Libyan leader Col Muammar Gaddafi has told state TV that Osama Bin Laden and his followers are to blame for the protests wracking his country.
In a phone call from the town of al-Zawiya played live on TV, Col Gaddafi said young people were being duped with drugs and alcohol to take part in destruction and sabotage.
Col Gaddafi is battling to shore up control of Tripoli and western areas. Protesters have been consolidating gains in cities in the east.
The telephone call was said to be an address to the people of al-Zawiya, 50km west of the capital, where there has been renewed gunfire reported in the streets. Col Gaddafi said the protesters had no genuine demands and were being dictated to by the al-Qaeda leader.
Bin Laden ... this is the enemy who is manipulating people.
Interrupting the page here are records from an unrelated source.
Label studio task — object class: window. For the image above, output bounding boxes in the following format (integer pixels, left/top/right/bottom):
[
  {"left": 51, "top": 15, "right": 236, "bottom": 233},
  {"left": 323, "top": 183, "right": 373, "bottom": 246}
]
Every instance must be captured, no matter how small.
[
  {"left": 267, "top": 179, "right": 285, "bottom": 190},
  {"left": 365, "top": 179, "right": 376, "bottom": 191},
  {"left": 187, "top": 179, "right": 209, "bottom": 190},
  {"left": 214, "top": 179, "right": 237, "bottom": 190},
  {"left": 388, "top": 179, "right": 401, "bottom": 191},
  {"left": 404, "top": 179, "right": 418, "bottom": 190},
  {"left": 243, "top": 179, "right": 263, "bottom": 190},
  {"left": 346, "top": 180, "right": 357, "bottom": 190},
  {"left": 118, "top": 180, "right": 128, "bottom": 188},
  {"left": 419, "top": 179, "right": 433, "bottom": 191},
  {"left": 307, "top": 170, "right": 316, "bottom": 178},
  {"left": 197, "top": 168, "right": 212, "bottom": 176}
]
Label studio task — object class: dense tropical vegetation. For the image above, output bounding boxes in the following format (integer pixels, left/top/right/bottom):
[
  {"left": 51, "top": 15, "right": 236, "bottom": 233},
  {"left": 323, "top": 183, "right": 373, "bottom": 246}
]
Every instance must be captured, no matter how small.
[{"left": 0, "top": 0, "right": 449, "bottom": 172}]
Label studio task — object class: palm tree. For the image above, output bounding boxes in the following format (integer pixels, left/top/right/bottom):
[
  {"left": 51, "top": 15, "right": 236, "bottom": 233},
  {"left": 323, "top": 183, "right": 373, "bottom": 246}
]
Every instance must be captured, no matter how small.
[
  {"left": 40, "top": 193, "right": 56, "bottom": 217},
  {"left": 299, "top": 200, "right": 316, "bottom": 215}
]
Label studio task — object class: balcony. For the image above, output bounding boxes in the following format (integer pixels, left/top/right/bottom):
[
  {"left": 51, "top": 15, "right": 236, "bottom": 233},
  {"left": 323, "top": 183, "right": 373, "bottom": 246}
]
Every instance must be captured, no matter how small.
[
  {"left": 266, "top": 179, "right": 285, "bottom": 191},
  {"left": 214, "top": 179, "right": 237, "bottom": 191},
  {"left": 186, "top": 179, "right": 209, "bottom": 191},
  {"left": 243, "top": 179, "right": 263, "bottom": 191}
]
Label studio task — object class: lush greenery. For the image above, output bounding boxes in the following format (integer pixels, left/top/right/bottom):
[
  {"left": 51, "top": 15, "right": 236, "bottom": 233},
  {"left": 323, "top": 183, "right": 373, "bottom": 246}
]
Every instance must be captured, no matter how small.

Do not be swayed by Bin Laden, he said.
It is obvious now that this issue is run by al-Qaeda. Those armed youngsters, our children, are incited by people who are wanted by America and the Western world”
He said the young protesters were trigger happy and they shoot especially when they are stoned with drugs.
He said that Libya was not like Egypt and Tunisia, which have seen their leaders deposed because the people of Libya had in their own hands the instrument to change their lives through committees.
This is your country and it is up to you how to deal with it, he said.
Calling the situation in al-Zawiya a farce, he urged families to rein in their sons, saying many of the protesters were underage and beyond the reach of the law.
But he also vowed that those carrying out violent protests should be put on trial.
This was Col Gaddafi's second live TV appearance since the protests erupted on 15 February. On Tuesday he said he would die a martyr in Libya and fight to the last drop” of his blood.
Heavy gunfire has been reported in al-Zawiya and reports of a police station on fire.
Zuara, 120km west of Tripoli, was said to be in the hands of anti-government militias and defence committees of civilians with no sign of police. Fighting is reported between pro- and anti-government forces in Misrata, Libya's third-biggest city, 200km east of Tripoli.
But Tripoli, under government control, and cities in the east, held by the protesters, are generally said to be calm.